Thursday, December 9, 2010

FIs defaulting IPO to face NRB's wrath

REPUBLICA

KATHMANDU, Nov 9: Nepal Rastra Bank (NRB) has warned the nine financial institutions, which did not comply with its directives on initial public offering (IPO), of terminating their operating licenses if they did not go for public issue by the end of this fiscal year.

The financial institutions receiving such warning are seven development banks, including Rising Development Bank, Muktinath, Shangrila, Bhargav, Rara, Corporate and Professional Development Bank, and two finance companies, including Namaste and Manjushree Finance.

Going by the central bank´s directives, banks and financial institutions should issue IPO within a year of their establishment. "However, these nine institutions have not shown any indication of public issue even after the completion of two years," said an NRB official.

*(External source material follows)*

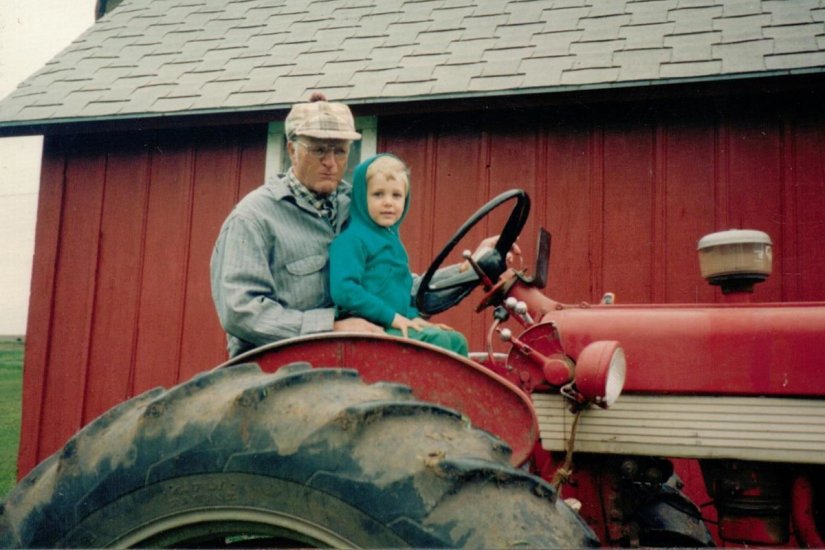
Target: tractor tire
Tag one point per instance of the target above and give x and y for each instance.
(301, 457)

Along with warning, the central bank has also pledged them additional time; they have been asked to complete public issue by mid-July 2011. "If they still turned deaf ears, we will terminate their operating licenses," said the official. Going by the law, the central bank can terminate the operating licenses of the financial institutions not adhering to its directives.

Interestingly, sources informed Republica that the companies flouting the IPO provision are not weak financially. "Instead, records suggest they are managed well, have maintained prudent CD ratio, enjoying handsome profits and have tens of million rupees in reserve. We are surprised over their apathy toward public issue," said the source.

Some of the officials even raised question over the intention behind the promoters not welcoming public shareholders, particularly as, if the NRB terminates licenses, those having good loans can easily service depositors´ liability and walk away with reserve capital.

"Given the longer term returns and clients base they have developed, such a motive appears irrational. But we cannot rule that out," said an official, adding that central bank was closely monitoring the move of the financial institutions not complying with its directives.

The central bank has lately tightened its knot against financial institutions that have not complied with its directives. Officials said they had to take stringent steps as the number of finance companies and district level development banks flouting its rules are growing over the years.

In this connection, NRB has also sought justifications from half a dozen financial institutions over why it should not terminate their operating licenses as they consistently failed to comply with its capital related directives. The step was taken after their promoters continued to turn deaf ears to recapitalize despite repeated warnings and imposition of restrictions to mobilize deposits and issue loans.

"We have launched a drive to strictly enforce our directives, as we fear the number of financial institutions not complying with IPO provision could mount substantially if existing problem is not addressed," said the official. An NRB report cites a significant number of finance companies and development banks have not even initiated process for IPO even though they are well into the second year of operations.